Dieses Resultat sei nicht nur im Hinblick auf den boomenden Markt für Gentests von Relevanz, erläutern Nina Paynter vom Brigham and Women’s Hospital in Boston und ihre Kollegen. Zugleich bestätige es die Nützlichkeit der Anamnese wie auch der Laborwerte, welche sich letztlich aus dem Zusammenspiel von Erbgut und Umwelt ergäben, schreibt die Gruppe im “Journal of the American Medical Association”.

Bei Genomstudien wurden in den letzten Jahren zahlreiche Genvarianten gefunden, die bei Personen mit Herz-Kreislauf-Erkrankungen bzw. mit ausgeprägten Risikofaktoren häufiger vorkommen als im Bevölkerungsmittel. Ob diese Varianten bei der Einschätzung des Erkrankungsrisikos helfen können, war jedoch unklar.
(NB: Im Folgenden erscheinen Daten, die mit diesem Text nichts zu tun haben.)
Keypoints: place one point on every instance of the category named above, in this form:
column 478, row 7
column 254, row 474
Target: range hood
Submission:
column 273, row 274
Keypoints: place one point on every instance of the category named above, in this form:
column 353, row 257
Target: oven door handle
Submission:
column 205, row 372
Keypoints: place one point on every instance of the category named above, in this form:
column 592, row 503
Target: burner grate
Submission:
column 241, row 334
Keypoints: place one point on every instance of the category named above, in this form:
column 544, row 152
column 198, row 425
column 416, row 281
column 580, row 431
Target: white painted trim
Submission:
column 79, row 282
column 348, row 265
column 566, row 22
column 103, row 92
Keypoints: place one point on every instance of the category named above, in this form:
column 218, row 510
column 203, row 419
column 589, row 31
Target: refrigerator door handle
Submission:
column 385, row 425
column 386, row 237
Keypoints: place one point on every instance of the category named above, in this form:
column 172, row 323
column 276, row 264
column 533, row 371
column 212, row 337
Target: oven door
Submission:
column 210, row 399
Paynter und Kollegen, darunter auch ein Angestellter des Biotechnologie-Unternehmens Amgen, gingen dieser Frage im Rahmen eines groß angelegten Forschungsprojekts nach.

Die Wissenschaftler ermittelten 101 Variationen einzelner DNA-Bausteine (Single Nucleotide Polymorphisms, SNP), für die ein Zusammenhang mit kardiovaskulären Erkrankungen bzw. Risikofaktoren gefunden worden war. Dann zählten sie, wie viele dieser Varianten im Erbgut von 19.313 Frauen mittleren Alters vorhanden waren. Alle Frauen waren anfänglich gesund. Während der Beobachtungszeit von 12,3 Jahren kam es in der Gruppe jedoch zu 199 Herzinfarkten, 203 Schlaganfällen sowie 63 kardiovaskulären Todesfällen. Zudem wurden 312 Eingriffe zur Öffnung bzw. Umgehung verengter Blutgefäße durchgeführt.

In der Rückschau ergab sich für jenes Drittel der Frauen, das die meisten Risikovarianten aufwies, ein 10-Jahres-Risiko von 3,7 Prozent für solche Ereignisse. Für das Drittel mit den wenigsten Varianten lag der Wert bei 3,0 Prozent und statistisch gesehen klar niedriger, ermittelten Paynter und Kollegen. Sobald sie jedoch Faktoren wie Cholesterinspiegel oder Blutdruck berücksichtigten, ging die Aussagekraft der Genvarianten gegen null. Die Frage, ob ein Familienmitglied vor dem 60. Geburtstag einen Herzinfarkt erlitten hatte, erlaubte dagegen in jedem Fall eine bessere Risikoeinschätzung.

Die Bedeutung genetischer Daten für das Verständnis von Herz-Kreislauf-Erkrankungen werde durch die neuen Ergebnisse nicht geschmälert, betonen die Forscher. Ihre Studie liefere jedoch “keine Belege, die dafür sprechen würden, die derzeit bekannten genetischen Marker in klinische Werkzeuge zur Bewertung des kardiovaskulären Risikos aufzunehmen”.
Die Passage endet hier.